152nishi-garden今回は一生に一度は泊まりたい宿として人気の修善寺「柳生の庄」。2010年のお中元に宿に伝わる下焼をせずに柔らかく仕上げる鮎の姿煮やオリジナルの織部焼に入ったわさび味噌や揚げじゃこなどを詰めて出していただいています。「普通は泊まった方にしか手に入らないんですよね・・・」柳生の庄が外部に出品されるのは初めてのこと「・・・織部の器も素敵です。私は早速予約をしました」と白井。武士のようにロングヘアを後ろで一本に束ねた柴山さん「居合術をやっています。真剣を使う剣術です。危ないので殺陣のように相手はいませんが、仮想の敵をイメージして動きます。」すっとした達人の風情に会場も納得です。
「堀文子さんの描かれた玄関の”すずめのお宿”の大きな絵はすばらしいですね」と白井。足を進めると、○○はこちら、○○しないでください、といった旅館に通常ある指示を示すものは一切なく自然体・・・。無の静けさに浸ります。すばらしい料理も奇をてらわず、仲居さんも上質の色合いのやさしい着物を身につけられ、気持ちよく働いておられます。あこがれの柳生の庄がすーっと体に浸みていきます。
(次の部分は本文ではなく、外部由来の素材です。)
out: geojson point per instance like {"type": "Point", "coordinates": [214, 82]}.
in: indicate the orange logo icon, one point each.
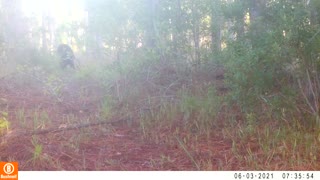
{"type": "Point", "coordinates": [9, 170]}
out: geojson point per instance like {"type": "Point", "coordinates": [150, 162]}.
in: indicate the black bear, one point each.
{"type": "Point", "coordinates": [66, 56]}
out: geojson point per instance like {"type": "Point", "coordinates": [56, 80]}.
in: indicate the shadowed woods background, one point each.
{"type": "Point", "coordinates": [160, 85]}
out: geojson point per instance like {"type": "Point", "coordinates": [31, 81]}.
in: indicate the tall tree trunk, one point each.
{"type": "Point", "coordinates": [196, 32]}
{"type": "Point", "coordinates": [216, 22]}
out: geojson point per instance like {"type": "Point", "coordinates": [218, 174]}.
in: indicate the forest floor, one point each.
{"type": "Point", "coordinates": [68, 134]}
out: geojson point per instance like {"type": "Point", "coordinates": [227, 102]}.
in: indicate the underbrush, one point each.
{"type": "Point", "coordinates": [189, 110]}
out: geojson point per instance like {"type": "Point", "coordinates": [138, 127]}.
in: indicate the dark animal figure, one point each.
{"type": "Point", "coordinates": [66, 56]}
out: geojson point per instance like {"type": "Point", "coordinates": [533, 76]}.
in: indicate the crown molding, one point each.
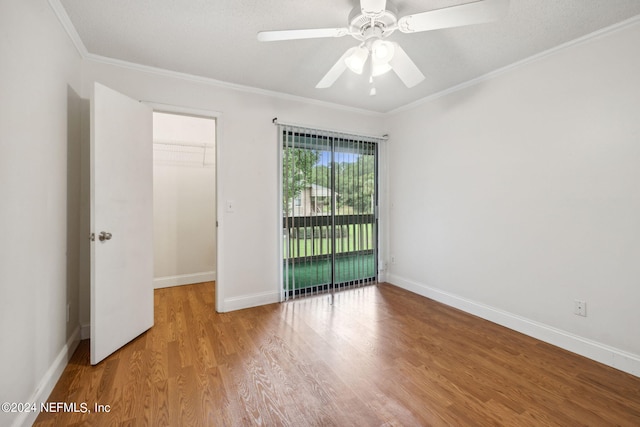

「オーナーさん御夫妻と柴山さんの会話もさりげなく温かい・・・それがお宿全体の空気になっているような気がしました。」と高級なのに気負わないその雰囲気を伝えます。柳生の庄は全て趣が異なる15部屋。「旅館には早い時間から入っていただいて、温泉ももちろんですが、宿でのんびりしていただきたいですね。何も感じないでリラックスして・・・」と柴山さん。「泊まらせていただいた時、その何も感じないという言葉の意味が良く分かりました。気にかかるものから一切解き放たれ包み込まれるような幸せです。」「はい、お客様の感じ方は十人十色ですが、そのすべてに合わせることができればと、難しいですができる限りのことをしたいと思っています。」「目に見えない心配りが嬉しくて、宿に漂う温かいものに癒されて、本当に特別な時間を過ごさせていただきました。」二人の会話から上質のおもてなしの持つ奥の深さが伝わってきます。柴山さんのお人柄を「自分に厳しく、でも切り口が柔らかいですね」と語る白井。柳生の庄の気配を楽しみ、ひととき日常を忘れる素敵なセミナーとなりました。